Matching treatments to rare diseases
The desire to study single cells in great detail isn’t new. The first single-cell protocol was developed in the early 1990s but it’s only relatively recently that technology has advanced enough to propel the kind of innovation underway in Jovinge’s lab.

He and his team are comparing individual cells — healthy and sick — to identify differences in their gene expression patterns, which act like a fingerprint. For example, if certain genes are active in a healthy cell but are switched off in the sick cell, that’s a good indication that those genes may be contributing to the problem affecting the cell.

Once identified, they check this genetic “fingerprint” against a massive database containing gene activity information for 20,000 compounds, many of which are already approved for use in the clinic, in hopes of finding a treatment that corrects problems in the sick cell.

Jovinge’s method is a unique take on drug repurposing, an approach that can save precious time and resources because these medications have already run the rigorous gauntlet of safety and efficacy trials required for use in patients. It holds particular significance for rare diseases, which often don’t receive the same amount of research funding as more common disorders.

Currently, it takes 10 to 15 years and more than $2 billion to translate an idea in a laboratory into a medication approved for use in patients. For people with rare diseases, which by definition affect anywhere from a handful of people to up to 200,000, these wait times are often much longer; because the patient numbers of smaller, its much more difficult to secure resources to develop new therapies.

So far, Jovinge’s team had some promising hits, and are continuing their efforts to match existing medications with diseases that have complementary gene expression profiles, much like pairing keys with locks. It’s an exhaustive process but one that is still markedly shorter than the traditional development timeline for a new medication. That fact alone makes it more than worth it.

“Heart problems, regardless of the cause, can have a major impact on quality of life. Right now, we can treat symptoms but without surgical intervention, we don’t have a good fix for many of these issues,” Jovinge said. “Studying disease at the single cell level may hold the key. If we can find new therapies, particularly if there are existing medications that will do the trick, that could have a profound, positive impact on people around the world.”

Learn more about Dr. Jovinge’s research here.
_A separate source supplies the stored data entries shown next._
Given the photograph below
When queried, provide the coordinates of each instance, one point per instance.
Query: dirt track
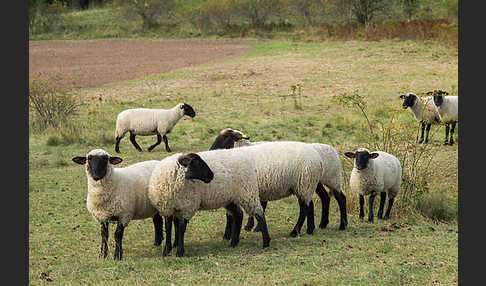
(97, 62)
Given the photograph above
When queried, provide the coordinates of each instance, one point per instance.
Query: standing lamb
(228, 180)
(331, 176)
(375, 173)
(118, 194)
(424, 111)
(147, 121)
(448, 109)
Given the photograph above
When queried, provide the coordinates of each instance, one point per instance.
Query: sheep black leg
(325, 199)
(310, 218)
(168, 234)
(370, 213)
(158, 229)
(382, 204)
(265, 236)
(104, 239)
(181, 229)
(300, 220)
(388, 209)
(422, 133)
(237, 215)
(258, 228)
(361, 206)
(427, 133)
(166, 142)
(159, 140)
(446, 141)
(132, 139)
(118, 241)
(451, 141)
(227, 229)
(341, 198)
(117, 144)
Read more: Matching keys to locks

Each compound in Jovinge’s database works by linking up with a specific molecule (or molecules) in the body, much like a key fitting into a lock. By figuring out which keys open which locks, they can match compounds to molecules, such a proteins, associated with specific diseases, possibly finding new treatments.
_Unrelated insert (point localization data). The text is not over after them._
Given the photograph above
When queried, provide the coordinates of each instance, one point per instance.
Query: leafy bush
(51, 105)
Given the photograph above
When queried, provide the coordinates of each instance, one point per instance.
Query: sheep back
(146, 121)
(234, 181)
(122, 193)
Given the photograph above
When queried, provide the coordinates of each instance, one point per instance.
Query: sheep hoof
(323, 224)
But they’re not just looking at one gene at a time. By evaluating the broader impact across a wide swath of genes , they can develop a “fingerprint” of the total effect of each compound. They then can compare a heart muscle cell from a patient with a rare heart disease to a healthy heart muscle cell, and search the database for the drug with the best matching “fingerprint” that reverses the abberrent gene expression in the sick cell. From there, they can test the compound on the sick cells in a petri dish to see if it works. Because these compounds are already approved for use, this approach can significantly shorten the time it takes to get new treatments to patients.